The white area of the box needs to be transparent so the photo can show through.
With the Box layer still selected, set the Fill opacity slider to 0% to reduce the opacity of the original layer without affecting the layer effects that you have applied.
You now need to create a hole in the Sand layer so you can see through it. This is where the photo will be placed in Keynote.
Hold down the Command key and click the Box layer thumbnail in the Layers palette to create a selection the same size and shape as the layer. This selection can be used to create a hole.
Select the Sand layer by clicking its thumbnail in the Layers palette. Then press Delete.
The part of the Sand layer enclosed in the selection is removed, creating a hole. A grid of gray squares will show through, indicating transparency.
The file now needs to be saved in the PNG format so you can import it into Keynote.
Choose File > Save As.

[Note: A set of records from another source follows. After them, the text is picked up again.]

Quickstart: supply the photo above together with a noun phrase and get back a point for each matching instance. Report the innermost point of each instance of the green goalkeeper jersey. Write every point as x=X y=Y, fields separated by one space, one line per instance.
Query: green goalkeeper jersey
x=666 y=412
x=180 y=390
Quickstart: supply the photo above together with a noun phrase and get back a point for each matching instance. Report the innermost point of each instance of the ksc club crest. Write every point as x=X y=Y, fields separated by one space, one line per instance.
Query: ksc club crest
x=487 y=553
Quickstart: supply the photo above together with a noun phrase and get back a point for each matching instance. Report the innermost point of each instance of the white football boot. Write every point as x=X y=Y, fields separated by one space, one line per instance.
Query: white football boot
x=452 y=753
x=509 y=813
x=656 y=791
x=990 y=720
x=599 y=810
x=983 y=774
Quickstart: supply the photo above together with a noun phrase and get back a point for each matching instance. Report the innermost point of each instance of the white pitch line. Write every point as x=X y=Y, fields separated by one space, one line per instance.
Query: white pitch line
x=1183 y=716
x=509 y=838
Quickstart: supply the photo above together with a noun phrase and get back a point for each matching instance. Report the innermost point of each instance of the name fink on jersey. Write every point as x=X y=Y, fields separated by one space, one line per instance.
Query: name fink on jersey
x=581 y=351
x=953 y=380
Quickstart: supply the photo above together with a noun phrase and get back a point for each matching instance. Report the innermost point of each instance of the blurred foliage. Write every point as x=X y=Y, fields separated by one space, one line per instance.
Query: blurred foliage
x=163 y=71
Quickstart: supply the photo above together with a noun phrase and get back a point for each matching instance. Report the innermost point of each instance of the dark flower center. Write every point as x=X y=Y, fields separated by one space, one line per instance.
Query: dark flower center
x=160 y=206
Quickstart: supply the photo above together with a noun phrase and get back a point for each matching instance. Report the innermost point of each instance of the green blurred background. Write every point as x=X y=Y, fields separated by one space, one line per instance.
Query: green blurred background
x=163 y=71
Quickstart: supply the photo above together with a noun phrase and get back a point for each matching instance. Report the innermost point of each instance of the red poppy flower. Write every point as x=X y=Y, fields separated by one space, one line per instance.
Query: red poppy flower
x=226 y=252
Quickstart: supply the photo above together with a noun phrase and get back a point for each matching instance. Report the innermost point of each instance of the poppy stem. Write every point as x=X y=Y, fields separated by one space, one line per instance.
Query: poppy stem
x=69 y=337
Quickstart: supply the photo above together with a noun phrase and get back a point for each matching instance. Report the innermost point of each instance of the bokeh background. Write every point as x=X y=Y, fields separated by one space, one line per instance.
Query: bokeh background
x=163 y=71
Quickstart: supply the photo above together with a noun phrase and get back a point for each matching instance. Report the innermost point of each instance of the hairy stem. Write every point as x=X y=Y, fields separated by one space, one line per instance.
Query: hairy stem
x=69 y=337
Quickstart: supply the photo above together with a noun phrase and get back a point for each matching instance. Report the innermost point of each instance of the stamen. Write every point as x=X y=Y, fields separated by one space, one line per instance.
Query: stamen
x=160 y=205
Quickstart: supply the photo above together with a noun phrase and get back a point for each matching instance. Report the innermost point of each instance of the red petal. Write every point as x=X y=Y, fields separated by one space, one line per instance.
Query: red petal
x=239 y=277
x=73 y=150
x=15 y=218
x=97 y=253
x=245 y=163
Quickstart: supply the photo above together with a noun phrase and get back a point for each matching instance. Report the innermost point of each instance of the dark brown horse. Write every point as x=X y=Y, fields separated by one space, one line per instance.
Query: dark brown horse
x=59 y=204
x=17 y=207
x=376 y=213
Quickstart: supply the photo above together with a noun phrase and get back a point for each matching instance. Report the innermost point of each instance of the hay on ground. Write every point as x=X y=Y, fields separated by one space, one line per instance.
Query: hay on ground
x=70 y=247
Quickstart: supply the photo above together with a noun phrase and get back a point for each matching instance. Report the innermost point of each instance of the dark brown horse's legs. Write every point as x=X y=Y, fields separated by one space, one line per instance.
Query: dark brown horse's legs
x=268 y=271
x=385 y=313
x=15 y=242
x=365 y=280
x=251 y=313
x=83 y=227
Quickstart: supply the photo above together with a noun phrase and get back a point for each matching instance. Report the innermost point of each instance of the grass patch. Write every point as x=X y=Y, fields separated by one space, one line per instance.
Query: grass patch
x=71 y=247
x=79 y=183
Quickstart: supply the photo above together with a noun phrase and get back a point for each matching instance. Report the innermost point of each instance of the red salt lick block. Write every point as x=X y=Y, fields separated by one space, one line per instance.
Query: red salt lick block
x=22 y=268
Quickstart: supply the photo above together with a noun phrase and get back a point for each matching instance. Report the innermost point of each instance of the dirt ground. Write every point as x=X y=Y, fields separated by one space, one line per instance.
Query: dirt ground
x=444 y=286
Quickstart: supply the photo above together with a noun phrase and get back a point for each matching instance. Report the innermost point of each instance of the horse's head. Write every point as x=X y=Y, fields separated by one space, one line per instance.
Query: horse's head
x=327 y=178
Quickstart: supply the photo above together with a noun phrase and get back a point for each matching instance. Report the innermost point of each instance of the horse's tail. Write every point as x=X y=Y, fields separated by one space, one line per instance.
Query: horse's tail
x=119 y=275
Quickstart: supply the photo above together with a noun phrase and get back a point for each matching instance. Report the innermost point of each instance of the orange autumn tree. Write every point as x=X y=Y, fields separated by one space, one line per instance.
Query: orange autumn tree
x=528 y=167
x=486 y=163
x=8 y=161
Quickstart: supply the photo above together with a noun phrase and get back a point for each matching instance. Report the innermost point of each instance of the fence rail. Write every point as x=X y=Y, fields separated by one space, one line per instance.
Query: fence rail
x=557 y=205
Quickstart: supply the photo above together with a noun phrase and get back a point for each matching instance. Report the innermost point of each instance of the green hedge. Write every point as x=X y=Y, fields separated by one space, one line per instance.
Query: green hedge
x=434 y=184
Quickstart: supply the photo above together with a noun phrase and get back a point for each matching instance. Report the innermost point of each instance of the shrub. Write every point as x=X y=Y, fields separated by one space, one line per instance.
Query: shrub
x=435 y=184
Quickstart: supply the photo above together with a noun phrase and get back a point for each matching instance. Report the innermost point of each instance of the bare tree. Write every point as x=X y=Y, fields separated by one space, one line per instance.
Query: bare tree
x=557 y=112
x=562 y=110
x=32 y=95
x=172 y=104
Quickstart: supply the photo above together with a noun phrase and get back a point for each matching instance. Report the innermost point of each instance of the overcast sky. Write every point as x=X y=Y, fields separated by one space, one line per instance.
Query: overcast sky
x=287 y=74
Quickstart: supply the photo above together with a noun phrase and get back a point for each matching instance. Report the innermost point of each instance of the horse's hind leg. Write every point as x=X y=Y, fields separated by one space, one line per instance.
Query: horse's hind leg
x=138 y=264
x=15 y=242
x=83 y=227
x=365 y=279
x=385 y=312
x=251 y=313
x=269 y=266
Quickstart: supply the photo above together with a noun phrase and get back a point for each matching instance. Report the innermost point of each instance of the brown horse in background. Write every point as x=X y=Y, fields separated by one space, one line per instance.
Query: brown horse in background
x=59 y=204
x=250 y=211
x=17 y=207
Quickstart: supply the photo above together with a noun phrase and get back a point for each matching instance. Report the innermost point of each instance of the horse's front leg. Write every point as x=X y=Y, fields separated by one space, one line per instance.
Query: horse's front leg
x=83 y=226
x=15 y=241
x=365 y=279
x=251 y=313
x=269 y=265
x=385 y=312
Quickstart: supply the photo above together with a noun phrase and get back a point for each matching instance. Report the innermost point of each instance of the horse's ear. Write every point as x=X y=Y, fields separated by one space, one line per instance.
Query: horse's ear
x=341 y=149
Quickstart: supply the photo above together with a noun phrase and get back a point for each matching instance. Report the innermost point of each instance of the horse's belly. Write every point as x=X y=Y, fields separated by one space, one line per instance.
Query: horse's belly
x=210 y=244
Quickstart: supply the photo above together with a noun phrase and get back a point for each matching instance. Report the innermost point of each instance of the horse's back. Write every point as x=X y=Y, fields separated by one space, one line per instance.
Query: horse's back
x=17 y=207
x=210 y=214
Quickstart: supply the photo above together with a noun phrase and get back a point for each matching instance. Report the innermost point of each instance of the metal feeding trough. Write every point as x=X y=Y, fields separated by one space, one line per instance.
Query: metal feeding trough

In the Save dialog box, name the file Photo Cutout Final; then in the Format menu, choose PNG.
Click Save; leave the PNG Interlace options set to None and click OK to create the file. You should now save your layered PSD file in case you need to make future changes in Photoshop.
Choose File > Save As, name the file Photo Cutout.psd, and click Save.
Close the open document.
Leave Photoshop open; you will return to it for a few more tasks in a moment.
Switch back to Keynote.
Building the Keynote Slide Master
Now that the photo cutout is saved as a PNG file, it can be placed into Keynote. This will create a page that can hold photos and text.
In the slide organizer, select the Photo Vertical master slide.
Click the background image in the canvas.
The image does not appear to be selected, but this is because it is locked (look closely at the corners of the image). A locked image cannot be modified or moveda good choice for a master slide.
Choose Arrange > Unlock. Then press Delete to remove the existing photo cutout.
Choose Insert > Choose and navigate to the PSD Files folder in your Lesson 05 folder and then to the cutout file. Select the file Photo Cutout Final.png that you created in Photoshop.
If you skipped the Photoshop steps, you can use the file Photo Cutout.png.
Click Insert to add the graphic.
The graphic is added to your slide, but it obscures the text.
Choose Arrange > Send to Back to move the cutout to the bottom of the image stack. The photo cutout needs to be locked and formatted to work properly.
Choose Arrange > Lock to protect the cutout from accidental modification.
Open the Master Slide Inspector and click Appearance. Ensure that the "Allow objects on slide to layer with master" check box is selected.
This setting allows you to layer imported photos with the photo cutout. Now the text on the slide needs to be formatted to match the rest of your slides.
Select the Title Text block and open the Font panel. Change the font to Hoefler Text, Black, 54 pt.
The body text needs to be formatted for the description of the photo.
Select the body text; then change the font to Hoefler Text, Regular, 28 pt. When you're done, close the Font panel. Now the text boxes need to be formatted and resized. Your photos will have long descriptions, so you need to make the title box smaller and the body text block larger.
Select the Title Text block. Grab the bottom edge and drag upward to resize the block to a height of 175 px.
Select the Body Level text block and open the Text Inspector. Click the alignment button to left-justify the text in the text block.
Grab the top edge and drag upward to resize the block to a height of 350 px.
The formatting is now complete.
Choose File > Save to save your work so far.